Salió cuando ya había cumplido los diez años, porque a don Fernando le dieron mando en un navío de la Península; tuvo que volver a España, y antes de tomar el mando pasó por El Ferrol y dejó allí a Farruco.
No dio muchas explicaciones. En la casa de los Saavedra quedaba doña Javiera, su tía carnal. Fernando llegó una noche con el crío, lo entregó a los criados y se metió con su tía en el salón. Hablaron un rato. La tía Javiera no quería cuidarse del niño, que bastante tenía con su alma; y cuando Fernando le explicó que Farruco era bastardo, aunque reconocido, se santiguó con horror.
—¿Por qué no te lo llevas a tu casa? Yo no me sentiré muy cómoda en la mía con un hijo del pecado.
—En mi casa no hay más que criados, y Farruco necesita de alguien que le enseñe, por lo menos, lo indispensable para entrar en un seminario.
—No seré yo quien lo haga.
—De todas maneras lo dejo aquí. Háblale al cura y que lo tome a su cargo. Lo que no puedo es llevarlo conmigo, y menos a Cádiz, donde está Carlos.
—¡Ése sí que es una criatura hermosa y noble!
Había recibido una miniatura del otro sobrino, del legítimo, que buscó en seguida y cubrió de besos delante de Fernando. En ella Carlos aparecía ya vestido de guardia marina.

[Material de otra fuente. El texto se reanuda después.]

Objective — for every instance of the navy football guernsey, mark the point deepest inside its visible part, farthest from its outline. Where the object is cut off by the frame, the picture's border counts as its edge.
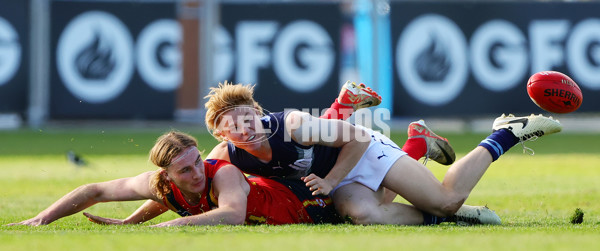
(289, 159)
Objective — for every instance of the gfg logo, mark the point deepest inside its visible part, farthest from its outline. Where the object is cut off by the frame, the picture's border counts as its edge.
(95, 56)
(433, 56)
(10, 51)
(302, 53)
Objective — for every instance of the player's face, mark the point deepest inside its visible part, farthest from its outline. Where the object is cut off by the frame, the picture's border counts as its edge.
(242, 127)
(187, 171)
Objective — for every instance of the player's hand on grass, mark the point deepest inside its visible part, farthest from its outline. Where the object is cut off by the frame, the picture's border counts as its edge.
(102, 220)
(317, 185)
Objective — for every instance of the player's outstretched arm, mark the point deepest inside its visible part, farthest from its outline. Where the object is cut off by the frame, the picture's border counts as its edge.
(125, 189)
(149, 210)
(231, 190)
(353, 141)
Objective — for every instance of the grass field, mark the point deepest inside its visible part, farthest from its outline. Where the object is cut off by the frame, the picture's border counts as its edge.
(534, 195)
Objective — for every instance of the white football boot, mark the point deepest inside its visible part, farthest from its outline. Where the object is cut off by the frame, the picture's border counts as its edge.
(438, 148)
(475, 215)
(527, 128)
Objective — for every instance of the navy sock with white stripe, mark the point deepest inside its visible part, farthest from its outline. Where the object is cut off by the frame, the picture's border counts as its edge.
(499, 142)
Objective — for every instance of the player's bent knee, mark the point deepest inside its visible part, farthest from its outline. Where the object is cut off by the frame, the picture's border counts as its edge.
(361, 215)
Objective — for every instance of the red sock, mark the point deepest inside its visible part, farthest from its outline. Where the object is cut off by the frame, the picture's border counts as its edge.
(415, 147)
(338, 111)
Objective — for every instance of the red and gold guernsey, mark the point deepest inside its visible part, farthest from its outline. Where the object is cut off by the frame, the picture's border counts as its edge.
(270, 201)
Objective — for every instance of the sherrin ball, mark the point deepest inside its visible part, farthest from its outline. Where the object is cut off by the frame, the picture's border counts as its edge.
(554, 92)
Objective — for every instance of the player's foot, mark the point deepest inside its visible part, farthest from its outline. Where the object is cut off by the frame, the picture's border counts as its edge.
(527, 128)
(475, 215)
(358, 96)
(438, 148)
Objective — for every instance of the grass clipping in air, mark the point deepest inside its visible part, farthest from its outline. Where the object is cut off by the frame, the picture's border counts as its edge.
(577, 217)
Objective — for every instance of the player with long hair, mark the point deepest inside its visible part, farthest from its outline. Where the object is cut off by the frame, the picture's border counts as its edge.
(353, 163)
(208, 192)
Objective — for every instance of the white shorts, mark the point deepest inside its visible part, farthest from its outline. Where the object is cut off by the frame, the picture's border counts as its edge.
(375, 163)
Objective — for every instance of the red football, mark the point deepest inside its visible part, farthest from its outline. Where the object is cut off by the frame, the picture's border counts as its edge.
(554, 92)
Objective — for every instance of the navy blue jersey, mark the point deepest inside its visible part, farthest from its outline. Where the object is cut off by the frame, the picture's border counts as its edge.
(289, 159)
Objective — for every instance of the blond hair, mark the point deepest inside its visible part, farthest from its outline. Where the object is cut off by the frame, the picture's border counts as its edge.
(225, 97)
(166, 148)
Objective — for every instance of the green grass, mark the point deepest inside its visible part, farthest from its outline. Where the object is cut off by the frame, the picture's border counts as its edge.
(534, 195)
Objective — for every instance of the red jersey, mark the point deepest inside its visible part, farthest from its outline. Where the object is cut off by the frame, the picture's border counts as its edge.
(270, 201)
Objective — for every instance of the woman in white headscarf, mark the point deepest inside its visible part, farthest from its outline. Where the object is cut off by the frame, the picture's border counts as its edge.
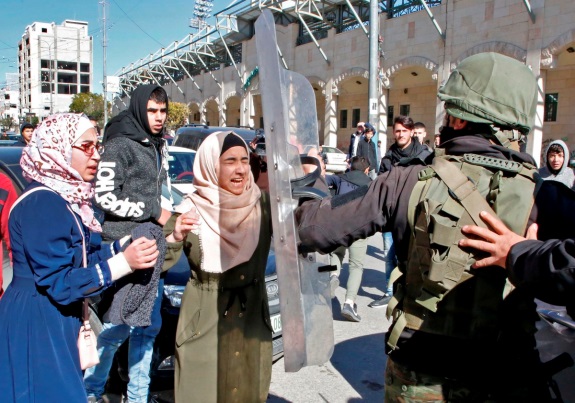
(223, 338)
(50, 224)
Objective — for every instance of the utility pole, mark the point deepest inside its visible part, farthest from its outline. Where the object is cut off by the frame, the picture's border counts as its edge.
(373, 63)
(104, 45)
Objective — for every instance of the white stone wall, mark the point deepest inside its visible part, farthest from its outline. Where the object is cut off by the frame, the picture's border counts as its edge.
(417, 60)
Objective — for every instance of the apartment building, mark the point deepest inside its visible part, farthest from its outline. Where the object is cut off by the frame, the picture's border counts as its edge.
(55, 63)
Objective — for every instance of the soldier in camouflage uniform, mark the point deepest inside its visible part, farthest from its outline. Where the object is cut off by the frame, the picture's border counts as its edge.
(458, 334)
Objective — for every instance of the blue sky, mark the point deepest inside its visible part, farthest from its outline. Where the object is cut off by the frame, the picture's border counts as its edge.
(136, 28)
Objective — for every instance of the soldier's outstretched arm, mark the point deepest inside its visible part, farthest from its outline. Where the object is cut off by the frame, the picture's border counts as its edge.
(496, 241)
(545, 267)
(324, 225)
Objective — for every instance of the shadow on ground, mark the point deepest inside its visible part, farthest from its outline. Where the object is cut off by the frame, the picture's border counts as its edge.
(365, 370)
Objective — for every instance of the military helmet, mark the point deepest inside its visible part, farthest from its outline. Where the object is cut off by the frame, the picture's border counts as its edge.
(492, 88)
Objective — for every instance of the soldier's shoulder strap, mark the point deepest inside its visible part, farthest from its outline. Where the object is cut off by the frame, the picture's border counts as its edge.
(462, 189)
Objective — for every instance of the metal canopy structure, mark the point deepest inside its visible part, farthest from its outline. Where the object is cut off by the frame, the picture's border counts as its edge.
(214, 45)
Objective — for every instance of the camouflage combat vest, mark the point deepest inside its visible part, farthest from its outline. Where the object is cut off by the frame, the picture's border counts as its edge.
(439, 292)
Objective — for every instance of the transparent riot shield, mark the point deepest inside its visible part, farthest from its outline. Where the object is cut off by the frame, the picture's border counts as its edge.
(290, 123)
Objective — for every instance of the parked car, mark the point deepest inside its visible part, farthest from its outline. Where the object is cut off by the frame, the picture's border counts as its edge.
(334, 159)
(181, 170)
(175, 282)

—¡Éste, en cambio, no lo he visto jamás y moriré sin verlo!
—Te prometo traerlo en cuanto pueda.
—¡Dios sabe cuándo volverás!
—Depende de la guerra; pero, entonces, Carlos vendrá conmigo. He conseguido que lo embarquen en mi barco.

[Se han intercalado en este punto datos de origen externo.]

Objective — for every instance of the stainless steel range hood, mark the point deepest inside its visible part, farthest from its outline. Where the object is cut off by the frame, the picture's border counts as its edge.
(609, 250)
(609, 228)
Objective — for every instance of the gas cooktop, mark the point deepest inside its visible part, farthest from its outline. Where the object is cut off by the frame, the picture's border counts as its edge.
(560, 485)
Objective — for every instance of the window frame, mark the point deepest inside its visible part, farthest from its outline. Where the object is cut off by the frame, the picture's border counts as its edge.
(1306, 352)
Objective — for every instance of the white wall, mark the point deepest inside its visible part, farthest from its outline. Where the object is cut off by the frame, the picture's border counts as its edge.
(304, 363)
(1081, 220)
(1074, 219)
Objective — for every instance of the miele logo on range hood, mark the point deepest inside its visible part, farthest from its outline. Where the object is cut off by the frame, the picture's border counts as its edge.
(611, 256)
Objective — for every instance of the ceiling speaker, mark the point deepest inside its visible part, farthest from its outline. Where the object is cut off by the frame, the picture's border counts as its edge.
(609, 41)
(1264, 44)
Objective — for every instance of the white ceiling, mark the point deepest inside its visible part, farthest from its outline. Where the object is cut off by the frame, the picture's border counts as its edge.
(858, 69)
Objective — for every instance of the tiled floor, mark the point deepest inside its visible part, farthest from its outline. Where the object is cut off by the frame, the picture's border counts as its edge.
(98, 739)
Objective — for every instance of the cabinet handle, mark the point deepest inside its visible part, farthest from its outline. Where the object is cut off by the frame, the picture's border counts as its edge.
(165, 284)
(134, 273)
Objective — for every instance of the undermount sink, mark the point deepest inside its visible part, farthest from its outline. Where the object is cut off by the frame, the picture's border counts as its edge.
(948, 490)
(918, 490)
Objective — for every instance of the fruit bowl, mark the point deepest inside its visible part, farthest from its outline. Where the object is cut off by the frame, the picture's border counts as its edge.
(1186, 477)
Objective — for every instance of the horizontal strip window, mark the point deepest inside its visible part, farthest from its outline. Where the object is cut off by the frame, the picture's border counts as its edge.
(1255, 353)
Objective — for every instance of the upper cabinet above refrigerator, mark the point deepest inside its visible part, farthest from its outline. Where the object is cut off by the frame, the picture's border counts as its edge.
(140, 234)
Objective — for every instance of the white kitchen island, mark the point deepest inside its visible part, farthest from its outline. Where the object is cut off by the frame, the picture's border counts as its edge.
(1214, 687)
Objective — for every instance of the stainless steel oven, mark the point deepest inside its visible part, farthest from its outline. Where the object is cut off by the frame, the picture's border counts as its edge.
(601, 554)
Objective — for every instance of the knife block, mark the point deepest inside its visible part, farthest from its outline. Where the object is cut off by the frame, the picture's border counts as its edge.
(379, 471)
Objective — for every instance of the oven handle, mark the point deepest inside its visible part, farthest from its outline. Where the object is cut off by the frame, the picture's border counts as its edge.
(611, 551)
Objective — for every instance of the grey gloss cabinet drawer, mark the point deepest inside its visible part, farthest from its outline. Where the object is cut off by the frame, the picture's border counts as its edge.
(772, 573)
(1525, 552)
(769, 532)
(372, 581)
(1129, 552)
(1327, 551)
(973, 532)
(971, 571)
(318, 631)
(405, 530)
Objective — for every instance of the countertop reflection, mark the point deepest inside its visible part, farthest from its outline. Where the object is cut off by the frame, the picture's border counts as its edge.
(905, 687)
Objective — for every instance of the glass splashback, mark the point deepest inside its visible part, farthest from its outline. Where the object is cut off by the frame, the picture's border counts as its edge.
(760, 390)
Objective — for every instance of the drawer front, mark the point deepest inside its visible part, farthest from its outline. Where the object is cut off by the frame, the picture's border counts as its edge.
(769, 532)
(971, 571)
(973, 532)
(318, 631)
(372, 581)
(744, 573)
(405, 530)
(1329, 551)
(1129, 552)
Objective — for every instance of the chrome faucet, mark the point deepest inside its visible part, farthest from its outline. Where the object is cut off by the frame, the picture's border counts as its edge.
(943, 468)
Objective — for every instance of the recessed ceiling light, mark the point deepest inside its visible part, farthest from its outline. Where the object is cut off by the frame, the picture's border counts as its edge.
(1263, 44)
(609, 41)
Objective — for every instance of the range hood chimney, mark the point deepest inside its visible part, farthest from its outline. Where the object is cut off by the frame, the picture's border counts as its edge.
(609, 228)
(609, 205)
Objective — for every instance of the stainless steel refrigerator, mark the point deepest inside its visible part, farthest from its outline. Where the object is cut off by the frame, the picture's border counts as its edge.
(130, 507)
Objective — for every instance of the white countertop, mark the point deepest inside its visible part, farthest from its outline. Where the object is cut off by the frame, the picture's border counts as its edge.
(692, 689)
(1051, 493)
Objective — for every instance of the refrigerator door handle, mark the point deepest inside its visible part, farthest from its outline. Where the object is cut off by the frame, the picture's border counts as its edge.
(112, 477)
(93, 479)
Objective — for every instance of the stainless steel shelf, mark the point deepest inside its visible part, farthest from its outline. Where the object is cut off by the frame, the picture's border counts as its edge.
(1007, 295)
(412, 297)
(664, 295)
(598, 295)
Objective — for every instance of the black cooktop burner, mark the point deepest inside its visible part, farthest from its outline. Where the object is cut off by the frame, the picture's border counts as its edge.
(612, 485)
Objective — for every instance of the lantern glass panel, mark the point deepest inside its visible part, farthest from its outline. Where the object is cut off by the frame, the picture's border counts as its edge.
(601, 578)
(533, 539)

Habló largamente de Carlos y de las esperanzas puestas en él. A la tía Javiera se le caía la baba.
Después llamaron a Farruco. Fernando le explicó que, a partir de aquel momento, el comandante sería «doña Javiera»; lo dijo de una manera seca, Farruco le respondió: «Sí, mi comandante», y se marchó.
—Los hijos del pecado llevan escrita su condición en el rostro. ¡Qué feo es! —dijo tía Javiera.